Empowering all women and girls is among the global goals guiding international development efforts toward 2030, and innumerable projects, investments and interventions have stated ‘women’s empowerment’ among their objectives. But what do we really mean when we talk about women’s empowerment?
In this interview, Nozomi Kawarazuka, scientist with the International Potato Center (CIP) and Steven Cole, senior scientist with the International Institute of Tropical Agriculture (IITA), help ground the concept in theory, evidence and practical examples to improve our understanding of what women’s empowerment is as well as how it can be achieved and measured.
Q: What do we actually mean when we talk about women's empowerment?
Nozomi: First, we need to realize that women’s notions of empowerment are very diverse – more so than men’s. For example in Vietnam, supporting women to make greater incomes might not increase their ability to make strategic choices. On the contrary, their increased incomes might upset the harmony of the family, putting them in a worse position because of the local norms and context. Therefore, women might intentionally choose to remain in a supporting role. This is also what makes empowerment complex, and we have to acknowledge that small changes – for example, women negotiating more with their husbands – are also a form of empowerment. Empowerment is both a process and an outcome.
Steven: To me, the most important distinction when we talk about empowerment concerns people’s ability to make strategic life choices, where previously such choices were not possible. And by strategic, rather than practical, we mean choices about education, family planning, crops to grow, expenses to take on, and so on. So empowered women are able to make choices in their lives that add value and that they consider important.
Q: When did the concept of women’s empowerment emerge?
Steven: Empowerment is a concept that has evolved over time. We saw a lot of activity in the 1990s, with the Beijing World Congress on Women, where governments committed to pursuing the empowerment of women. At that time, theories on empowerment were evolving around rights and freedom, including for example Naila Kabeer’s seminal work on resources, agency and achievements. Then, during the 2000s, a kind of politicizing of the term came about, and you saw a focus on empowerment because of its instrumental value, meaning as a means to an end, vis-à-vis intrinsic reasons and as a goal in and of itself.
Q: Why does the terminology itself sometimes give rise to questions?

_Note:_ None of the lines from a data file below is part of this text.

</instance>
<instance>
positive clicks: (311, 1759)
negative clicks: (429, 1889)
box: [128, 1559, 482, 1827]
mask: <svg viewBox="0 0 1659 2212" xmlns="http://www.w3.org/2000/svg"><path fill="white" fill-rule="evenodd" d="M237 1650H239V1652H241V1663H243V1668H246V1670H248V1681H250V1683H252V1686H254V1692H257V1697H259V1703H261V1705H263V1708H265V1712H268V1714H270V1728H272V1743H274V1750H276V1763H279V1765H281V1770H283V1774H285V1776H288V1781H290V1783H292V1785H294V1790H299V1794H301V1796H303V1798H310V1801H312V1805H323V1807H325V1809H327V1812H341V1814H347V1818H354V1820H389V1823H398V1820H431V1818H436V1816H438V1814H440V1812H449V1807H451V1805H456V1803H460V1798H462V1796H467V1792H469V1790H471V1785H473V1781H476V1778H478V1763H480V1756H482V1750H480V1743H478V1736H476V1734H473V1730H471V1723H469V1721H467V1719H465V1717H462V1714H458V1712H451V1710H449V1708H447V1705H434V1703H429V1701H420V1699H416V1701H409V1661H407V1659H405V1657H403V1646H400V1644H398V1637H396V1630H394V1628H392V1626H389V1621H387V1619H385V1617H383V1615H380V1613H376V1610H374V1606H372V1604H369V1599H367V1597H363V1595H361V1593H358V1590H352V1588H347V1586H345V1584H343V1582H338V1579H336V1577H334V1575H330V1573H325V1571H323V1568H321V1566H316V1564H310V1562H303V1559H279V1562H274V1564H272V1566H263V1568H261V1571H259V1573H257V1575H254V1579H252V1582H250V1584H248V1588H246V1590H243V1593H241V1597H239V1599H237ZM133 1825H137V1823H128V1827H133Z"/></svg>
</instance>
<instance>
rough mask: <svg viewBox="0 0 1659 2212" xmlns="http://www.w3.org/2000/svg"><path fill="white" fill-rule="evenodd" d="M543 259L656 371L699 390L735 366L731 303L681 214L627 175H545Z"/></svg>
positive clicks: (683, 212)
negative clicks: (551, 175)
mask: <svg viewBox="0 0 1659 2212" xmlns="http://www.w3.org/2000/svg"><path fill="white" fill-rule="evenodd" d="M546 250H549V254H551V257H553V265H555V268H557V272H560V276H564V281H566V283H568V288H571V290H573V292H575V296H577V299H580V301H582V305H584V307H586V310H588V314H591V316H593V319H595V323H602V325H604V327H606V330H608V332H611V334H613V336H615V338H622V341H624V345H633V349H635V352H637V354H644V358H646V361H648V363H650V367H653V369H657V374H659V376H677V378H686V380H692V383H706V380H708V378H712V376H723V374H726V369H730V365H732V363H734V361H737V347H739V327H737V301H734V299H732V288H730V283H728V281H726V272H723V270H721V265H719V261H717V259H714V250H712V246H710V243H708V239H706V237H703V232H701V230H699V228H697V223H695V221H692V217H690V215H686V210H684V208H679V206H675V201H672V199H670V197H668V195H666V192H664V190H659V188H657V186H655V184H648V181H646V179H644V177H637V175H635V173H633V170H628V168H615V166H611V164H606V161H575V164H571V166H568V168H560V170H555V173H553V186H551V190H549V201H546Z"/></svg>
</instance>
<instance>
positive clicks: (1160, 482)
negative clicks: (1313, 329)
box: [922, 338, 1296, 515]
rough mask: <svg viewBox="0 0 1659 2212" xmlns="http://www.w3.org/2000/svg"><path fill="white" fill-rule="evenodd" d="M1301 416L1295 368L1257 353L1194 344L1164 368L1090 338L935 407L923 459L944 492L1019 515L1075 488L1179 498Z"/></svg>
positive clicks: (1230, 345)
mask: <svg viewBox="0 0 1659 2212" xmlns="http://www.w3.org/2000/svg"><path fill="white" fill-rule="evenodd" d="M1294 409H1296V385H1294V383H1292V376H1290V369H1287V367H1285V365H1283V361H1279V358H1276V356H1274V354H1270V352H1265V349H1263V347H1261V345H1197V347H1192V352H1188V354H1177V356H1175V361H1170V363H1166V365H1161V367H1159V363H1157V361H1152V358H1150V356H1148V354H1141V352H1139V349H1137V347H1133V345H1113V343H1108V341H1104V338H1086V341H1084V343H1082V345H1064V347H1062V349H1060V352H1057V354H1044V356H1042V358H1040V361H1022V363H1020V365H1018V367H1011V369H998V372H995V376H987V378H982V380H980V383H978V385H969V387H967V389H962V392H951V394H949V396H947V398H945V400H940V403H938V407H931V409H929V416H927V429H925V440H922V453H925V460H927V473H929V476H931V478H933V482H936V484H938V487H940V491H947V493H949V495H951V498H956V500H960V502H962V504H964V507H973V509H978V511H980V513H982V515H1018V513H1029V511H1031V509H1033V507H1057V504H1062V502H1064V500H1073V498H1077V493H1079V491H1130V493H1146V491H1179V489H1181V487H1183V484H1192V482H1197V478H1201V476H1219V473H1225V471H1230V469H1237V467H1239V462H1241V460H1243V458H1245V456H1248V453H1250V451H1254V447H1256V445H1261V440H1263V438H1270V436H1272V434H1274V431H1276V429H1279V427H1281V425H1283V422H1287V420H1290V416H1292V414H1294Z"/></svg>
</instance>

Nozomi: The gender and development studies that discuss women’s empowerment encompass some really rich discussions, with a lot of complexities. But, I think that in order to mainstream gender, we at some point needed a catchy phrase and ‘women’s empowerment’ became that catchphrase. It has now been adopted, and is sometimes misused in the agriculture research for development community. Basically, we wanted everyone to consider gender equality in their research and interventions, but in the process of marketing our product, a simplification happened – especially of this term, ‘women’s empowerment’. Now its true meaning has been watered down, and we are often back to ‘business as usual’, even for projects or interventions that claim women’s empowerment as a goal.
Q: Why is women's empowerment important -- for global goals and other efforts?
Steven: In order to achieve any of the global goals, we – as a collective – also have to achieve Sustainable Development Goal 5 on gender equality and women’s empowerment. To achieve production increases, poverty alleviation, environmental sustainability and so on, we first and foremost have to achieve gender equality. This means addressing the underlying causes of inequality and women’s disempowerment.
Nozomi: Another way that women’s empowerment can help achieving the global goals of equity, social justice and poverty reduction is by increasing diversity in perspectives. For example, in agriculture, women’s empowerment and stronger women voices could facilitate greater innovation, better technologies and new approaches that support better outcomes not only for women, but also for men.
Q: How can we know whether women are -- or are becoming -- empowered or not?
Steven: A lot of different tools, both qualitative and quantitative, exist for measuring women’s empowerment. For example, the Women’s Empowerment in Agriculture Index and the Reach-Benefit-Empower framework can help project leaders determine how to design projects to achieve women’s empowerment. The really positive thing emerging from those efforts is also that when you measure something, people take notice. Having the ability to assess or measure empowerment then also enables us to evaluate if development projects are actually successful in helping facilitate women’s empowerment.
Q: What are the biggest challenges standing in the way of achieving women's empowerment?
Nozomi: One of the biggest challenges is that we’re not addressing the underlying causes of women’s disempowerment. It is a structural issue, including within our own institution, CGIAR. Changing hiring policies, dealing with toxic masculinities and creating alternatives as well as having more women in leadership roles is something we have to work on at the same time. If we aim to change realities for women in rural communities, we have to start with ourselves.
Steven: Another element to not overlook is the importance of engaging men and boys. It is not a zero-sum game – women and men can together facilitate the growth of communities and achieve more and better outcomes. Institutions also play a big role; as long as we are not changing the formal and informal norms and power relations that constrain women, the paths to women’s empowerment will remain blocked and we will not achieve gender equality. That’s also why we, in CGIAR, need to keep that current focus on the food systems, on the institutions that make up agriculture and agricultural livelihoods, and on using our evidence base to come up with the best ways to transform these systems.